Saturday, December 9, 2017

Blogging for Money.



Guest editor Zach Neal.



Okay. So I’m blogging, or rather re-blogging for aclient. I’m charging fifteen bucks an hour. 

(That’s my minimum rate.) This involves reading the news, looking for stories that fit into a certain niche. That niche is a simple one. We’re looking for stories of a positive social, economic, cultural or political nature about Sarnia, Ontario, Sarnia-Lambton and surrounding environs. My clients are interested in income properties, and anything they can do to both learn about the local market, and publicize that to a greater audience, can only be a good thing. It’s a promotional tool.

It’s simple on the one hand and yet there is scope for some interpretation of what makes a good story and why we might want it. For a quick little re-blog of one story, with a link or two and a quick image, from the files or from a public-domain source on the internet, I charge one-quarter of an hour. Actually posting the story doesn’t take that long. Reading the news might take a lot longer than that, but I would normally be doing it anyways. I read all the local and other papers. What the client is paying for, to some extent, is my expertise—the fact that I’ve got a pretty good brain, and that I have some experience.

I’ve been doing the re-posting of stories for a long time, with my own agenda and for my own reasons. I’m bringing something unique to the table to begin with. I was already good at it.

Finding an image can take a few minutes. To go and take an original photograph can take fifteen minutes, an hour, perhaps longer depending on how far that location is. I can’t really charge the client for this, as the cost would be prohibitive and we wouldn’t be able to do some of the stories that we really want on the blog. Fifteen bucks an hour just for driving somewhere is out of the question.

For that, I rely on the $0.40/kilometre mileage rate for the Ontario Disability Support Program’s allowable deductions for business and employment. Let’s be honest, it helps to have a bit of business experience and with some good reading skills, I’ve learned the guidelines as best I can. As a former editor of a local newspaper once told me, not exactly unkindly, my mind tends to jump around a bit.

The mileage tends to offset excess income, which means I get to keep it dollar-for-dollar, rather than losing it at a claw-back rate of fifty cents on every dollar earned. And I have no doubt that I earned it.

When I take original photos, give up an hour of my time, do something for the client that takes a minute and I mark it ‘no charge’, on the old tab-sheet, that represents something, let’s call it commitment. When I monitor an ad on Kijiji, for crying out loud, bumping it up again for a nominal fee when the thing drops down a page or two, well, guess what.  
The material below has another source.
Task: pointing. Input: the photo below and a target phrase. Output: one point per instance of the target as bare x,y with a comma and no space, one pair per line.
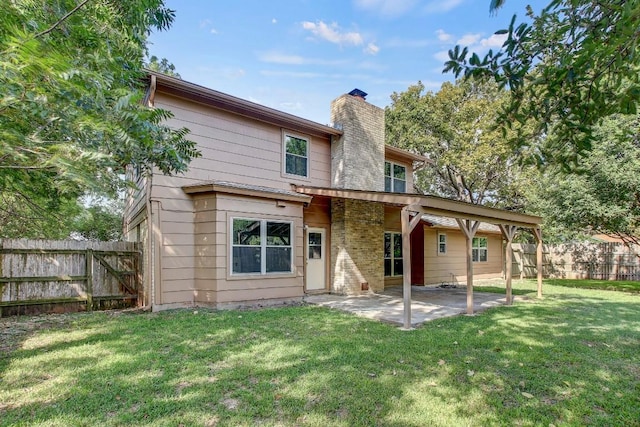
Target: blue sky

The customer doesn’t have time for this. They have no time, nor the interest, in doing it themselves—and while Kijiji is happy enough to bump an ad, for quite a bit more than I charge, (incidentally), they’re still not monitoring that ad. They don’t know or really care what page it has dropped down to. All their bots know, is that it has been superseded by x-number of subsequent ads and that therefore it is now on page 33.

When I add links into someone else’s story, or link to additional coverage, that represents some kind of value added to what was originally just a re-blog from our local paper.

If you were willing to go around to people’s houses, take pictures of the boat, the car, the old washing machine, take down the information, set up the ads and set up an account for them, charge some nominal fee, this might be an interesting little sideline business. For me, it is a revenue stream related to my writing skills. It really doesn’t depend on anyone else except the clients.

Sell their stuff for them and they are more than happy to pay it.